En tránsito

Eduardo / Jordá

Heaney

31 de agosto 2013 - 01:00

ME entero de la muerte del poeta irlandés Seamus Heaney en un día nublado, con ráfagas repentinas de aire fresco, mientras las gaviotas vuelan tierra adentro y apenas se ven bañistas en la playa. De repente, este sur caluroso se ha transfigurado en un paisaje irlandés, y es curioso que eso haya ocurrido justo cuando ha muerto un poeta que escribió mucho -y muy bien- sobre el paisaje irlandés. Porque si recuerdo los poemas de Heaney, lo primero que se me viene a la cabeza es el campo irlandés, con sus ondulaciones y sus postes de telégrafos y sus granjas perdidas en una colina. Y pienso en un campo de patatas y en la bicicleta que un cartero se ha dejado apoyada contra la pared. Y pienso en la chimenea de una central lechera ante la que se han detenido un grupo de chiquillos. Y pienso en un hombre que parte un bloque de carbón para encender la cocina de su casa. Cualquiera que conozca Irlanda sabrá reconocerla enseguida en los poemas de Heaney.

La vida de Seamus Heaney lo había predispuesto a escribir sobre ese paisaje y a contar la vida de la gente anónima que vivía allí. Y es que Heaney nació en 1939, en una granja del condado de Derry, en Irlanda del Norte, en el mismo lugar donde habían vivido su padre y sus abuelos, que tuvieron que subsistir de forma muy precaria extrayendo turba y cultivando patatas. Era un paisaje inhóspito de turberas, árboles retorcidos y lagos de agua oscura. John Ford lo retrató en El hombre tranquilo como si fuera un lugar idílico donde todos querríamos vivir, pero en realidad no lo era en absoluto. Muchos de los habitantes de aquella región habían tenido que emigrar a América, aunque la familia de Heaney -católicos rodeados de protestantes- se quedó allí. Eran gente testaruda. Eran gente decente. Igual que Heaney. Igual que su poesía.

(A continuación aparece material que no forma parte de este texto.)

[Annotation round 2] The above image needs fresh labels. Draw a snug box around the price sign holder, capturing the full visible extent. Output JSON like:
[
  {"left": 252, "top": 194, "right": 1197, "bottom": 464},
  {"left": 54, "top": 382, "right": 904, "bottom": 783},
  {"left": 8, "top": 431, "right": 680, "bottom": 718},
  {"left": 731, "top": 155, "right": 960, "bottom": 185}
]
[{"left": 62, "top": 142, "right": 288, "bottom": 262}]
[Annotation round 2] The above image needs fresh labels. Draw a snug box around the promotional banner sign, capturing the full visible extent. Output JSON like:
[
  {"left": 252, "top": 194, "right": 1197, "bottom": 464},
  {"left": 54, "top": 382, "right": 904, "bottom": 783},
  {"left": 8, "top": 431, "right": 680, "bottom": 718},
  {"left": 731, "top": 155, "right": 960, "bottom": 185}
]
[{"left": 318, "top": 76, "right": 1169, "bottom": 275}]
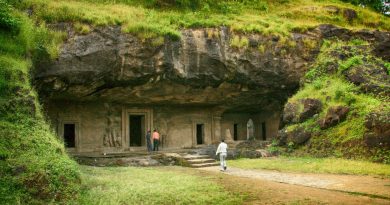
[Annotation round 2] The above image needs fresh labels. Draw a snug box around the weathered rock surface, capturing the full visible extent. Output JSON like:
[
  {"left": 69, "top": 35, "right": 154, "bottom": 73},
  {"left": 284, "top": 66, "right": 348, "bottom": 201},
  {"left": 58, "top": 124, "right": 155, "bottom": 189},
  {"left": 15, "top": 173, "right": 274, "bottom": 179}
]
[
  {"left": 364, "top": 111, "right": 390, "bottom": 149},
  {"left": 345, "top": 65, "right": 390, "bottom": 96},
  {"left": 319, "top": 106, "right": 349, "bottom": 129},
  {"left": 283, "top": 98, "right": 322, "bottom": 124},
  {"left": 34, "top": 24, "right": 390, "bottom": 113},
  {"left": 277, "top": 126, "right": 313, "bottom": 146},
  {"left": 35, "top": 27, "right": 318, "bottom": 113}
]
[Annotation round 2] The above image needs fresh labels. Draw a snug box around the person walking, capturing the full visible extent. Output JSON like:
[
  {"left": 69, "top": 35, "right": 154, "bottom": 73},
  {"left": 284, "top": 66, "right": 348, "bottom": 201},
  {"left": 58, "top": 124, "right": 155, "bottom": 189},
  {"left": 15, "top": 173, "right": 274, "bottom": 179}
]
[
  {"left": 153, "top": 129, "right": 160, "bottom": 151},
  {"left": 215, "top": 140, "right": 228, "bottom": 171},
  {"left": 146, "top": 130, "right": 153, "bottom": 152}
]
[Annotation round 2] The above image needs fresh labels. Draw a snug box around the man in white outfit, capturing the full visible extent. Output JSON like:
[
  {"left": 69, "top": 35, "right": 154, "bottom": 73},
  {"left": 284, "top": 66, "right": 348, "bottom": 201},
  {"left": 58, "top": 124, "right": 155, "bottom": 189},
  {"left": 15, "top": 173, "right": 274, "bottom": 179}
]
[{"left": 216, "top": 140, "right": 227, "bottom": 171}]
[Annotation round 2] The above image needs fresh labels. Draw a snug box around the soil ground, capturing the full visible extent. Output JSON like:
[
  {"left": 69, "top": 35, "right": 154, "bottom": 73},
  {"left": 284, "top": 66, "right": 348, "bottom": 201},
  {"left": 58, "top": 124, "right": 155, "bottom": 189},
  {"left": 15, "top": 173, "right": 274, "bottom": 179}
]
[{"left": 166, "top": 167, "right": 390, "bottom": 204}]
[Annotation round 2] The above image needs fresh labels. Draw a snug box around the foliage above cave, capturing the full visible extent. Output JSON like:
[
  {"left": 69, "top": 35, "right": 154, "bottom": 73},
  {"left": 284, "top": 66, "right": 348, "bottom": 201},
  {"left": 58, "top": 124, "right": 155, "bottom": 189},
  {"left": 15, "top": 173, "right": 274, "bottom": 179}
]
[{"left": 6, "top": 0, "right": 390, "bottom": 38}]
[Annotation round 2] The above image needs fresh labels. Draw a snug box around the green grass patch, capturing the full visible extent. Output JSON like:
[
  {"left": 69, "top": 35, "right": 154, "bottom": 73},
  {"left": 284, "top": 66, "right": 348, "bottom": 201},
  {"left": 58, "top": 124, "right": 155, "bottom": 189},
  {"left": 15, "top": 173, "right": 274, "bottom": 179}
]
[
  {"left": 9, "top": 0, "right": 390, "bottom": 39},
  {"left": 0, "top": 0, "right": 80, "bottom": 204},
  {"left": 79, "top": 166, "right": 242, "bottom": 205},
  {"left": 229, "top": 157, "right": 390, "bottom": 178}
]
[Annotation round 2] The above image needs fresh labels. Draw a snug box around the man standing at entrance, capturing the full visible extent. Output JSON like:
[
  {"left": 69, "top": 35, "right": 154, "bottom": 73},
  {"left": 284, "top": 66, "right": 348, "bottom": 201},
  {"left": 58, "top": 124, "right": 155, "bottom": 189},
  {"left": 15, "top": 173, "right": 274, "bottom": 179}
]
[
  {"left": 146, "top": 130, "right": 153, "bottom": 152},
  {"left": 215, "top": 140, "right": 227, "bottom": 171},
  {"left": 153, "top": 129, "right": 160, "bottom": 151}
]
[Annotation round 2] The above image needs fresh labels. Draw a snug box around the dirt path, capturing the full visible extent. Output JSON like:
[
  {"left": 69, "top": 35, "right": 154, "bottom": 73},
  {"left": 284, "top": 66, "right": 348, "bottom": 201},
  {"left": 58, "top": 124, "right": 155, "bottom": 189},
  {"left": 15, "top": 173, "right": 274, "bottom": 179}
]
[
  {"left": 201, "top": 167, "right": 390, "bottom": 199},
  {"left": 190, "top": 167, "right": 390, "bottom": 205}
]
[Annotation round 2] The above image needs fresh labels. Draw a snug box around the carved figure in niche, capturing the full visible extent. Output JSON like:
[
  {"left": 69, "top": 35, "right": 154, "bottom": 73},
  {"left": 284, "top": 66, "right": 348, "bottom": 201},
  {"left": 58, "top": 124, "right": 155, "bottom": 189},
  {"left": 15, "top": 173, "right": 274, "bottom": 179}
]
[
  {"left": 103, "top": 103, "right": 122, "bottom": 147},
  {"left": 246, "top": 119, "right": 255, "bottom": 140},
  {"left": 225, "top": 129, "right": 233, "bottom": 142}
]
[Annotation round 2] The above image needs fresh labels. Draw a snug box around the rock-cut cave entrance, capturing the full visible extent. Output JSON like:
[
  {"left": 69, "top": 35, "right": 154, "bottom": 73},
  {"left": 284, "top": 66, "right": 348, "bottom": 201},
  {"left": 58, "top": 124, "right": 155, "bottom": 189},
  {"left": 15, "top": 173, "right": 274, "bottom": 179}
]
[{"left": 129, "top": 115, "right": 145, "bottom": 147}]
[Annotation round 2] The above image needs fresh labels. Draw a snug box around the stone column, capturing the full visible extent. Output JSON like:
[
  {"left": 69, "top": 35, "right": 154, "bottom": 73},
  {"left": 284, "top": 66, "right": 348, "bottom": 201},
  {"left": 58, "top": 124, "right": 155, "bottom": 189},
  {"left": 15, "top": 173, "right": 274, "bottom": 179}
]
[{"left": 212, "top": 115, "right": 222, "bottom": 143}]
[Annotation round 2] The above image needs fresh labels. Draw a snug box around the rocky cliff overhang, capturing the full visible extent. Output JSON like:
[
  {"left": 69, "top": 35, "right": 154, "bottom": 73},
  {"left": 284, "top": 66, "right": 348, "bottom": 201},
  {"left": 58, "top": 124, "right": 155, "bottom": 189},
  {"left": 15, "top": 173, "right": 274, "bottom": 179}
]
[{"left": 34, "top": 25, "right": 389, "bottom": 112}]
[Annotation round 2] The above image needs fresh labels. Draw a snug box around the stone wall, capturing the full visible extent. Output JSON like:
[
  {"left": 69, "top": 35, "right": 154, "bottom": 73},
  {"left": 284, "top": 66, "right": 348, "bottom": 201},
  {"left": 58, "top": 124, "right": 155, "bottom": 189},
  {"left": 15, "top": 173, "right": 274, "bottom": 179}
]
[
  {"left": 221, "top": 111, "right": 280, "bottom": 140},
  {"left": 46, "top": 101, "right": 279, "bottom": 153}
]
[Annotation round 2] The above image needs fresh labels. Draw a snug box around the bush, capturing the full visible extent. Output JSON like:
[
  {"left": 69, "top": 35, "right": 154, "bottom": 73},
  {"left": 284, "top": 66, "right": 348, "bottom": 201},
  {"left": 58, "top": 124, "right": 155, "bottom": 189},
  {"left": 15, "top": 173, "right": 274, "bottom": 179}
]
[
  {"left": 0, "top": 0, "right": 20, "bottom": 32},
  {"left": 0, "top": 4, "right": 80, "bottom": 204},
  {"left": 339, "top": 55, "right": 363, "bottom": 72}
]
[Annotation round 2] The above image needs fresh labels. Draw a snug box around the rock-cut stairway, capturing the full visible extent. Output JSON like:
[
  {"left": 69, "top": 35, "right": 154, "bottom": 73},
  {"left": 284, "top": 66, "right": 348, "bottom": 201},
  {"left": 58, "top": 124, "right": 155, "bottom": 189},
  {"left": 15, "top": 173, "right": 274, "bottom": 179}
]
[{"left": 183, "top": 154, "right": 219, "bottom": 168}]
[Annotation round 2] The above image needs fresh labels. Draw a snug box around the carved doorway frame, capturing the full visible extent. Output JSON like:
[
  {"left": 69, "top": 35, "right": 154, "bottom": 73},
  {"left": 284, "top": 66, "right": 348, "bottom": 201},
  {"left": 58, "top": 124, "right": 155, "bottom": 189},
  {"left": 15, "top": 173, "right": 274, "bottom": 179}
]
[
  {"left": 58, "top": 118, "right": 81, "bottom": 153},
  {"left": 122, "top": 108, "right": 153, "bottom": 149}
]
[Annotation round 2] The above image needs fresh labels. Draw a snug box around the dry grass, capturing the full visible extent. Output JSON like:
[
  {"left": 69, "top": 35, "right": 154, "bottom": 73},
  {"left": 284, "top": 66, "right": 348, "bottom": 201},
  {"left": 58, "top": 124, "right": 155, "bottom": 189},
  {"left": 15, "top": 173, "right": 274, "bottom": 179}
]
[
  {"left": 229, "top": 157, "right": 390, "bottom": 178},
  {"left": 15, "top": 0, "right": 390, "bottom": 38}
]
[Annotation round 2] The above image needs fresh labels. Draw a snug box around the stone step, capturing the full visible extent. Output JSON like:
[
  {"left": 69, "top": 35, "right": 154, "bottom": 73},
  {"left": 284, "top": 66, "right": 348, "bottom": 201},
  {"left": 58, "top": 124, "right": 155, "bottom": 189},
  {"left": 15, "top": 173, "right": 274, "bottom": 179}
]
[
  {"left": 191, "top": 162, "right": 219, "bottom": 168},
  {"left": 187, "top": 158, "right": 215, "bottom": 164}
]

Heaney ganó el premio Nobel en 1995 y en 2008 estuvo en Córdoba, leyendo sus poemas en Cosmopoética. Por lo que sé, nunca se le subieron los humos. Un amigo se lo encontró firmando libros en una librería de París, y cuando le comentó que le gustaban mucho sus poemas, Heaney lo invitó de inmediato a una fiesta irlandesa que daba en el piso de unos conocidos. Mi amigo llegó a la fiesta, oyó risas y carcajadas y vio que le ponían un vaso de whisky en la mano… y ya no recuerda nada más. Los poemas de Heaney procedían en sentido contrario: el lector iba abriéndose paso a través de una especie de niebla léxica hasta que al fin alcanzaba la misteriosa camaradería esencial que latía al fondo. Era muy grande, Heaney, créanme.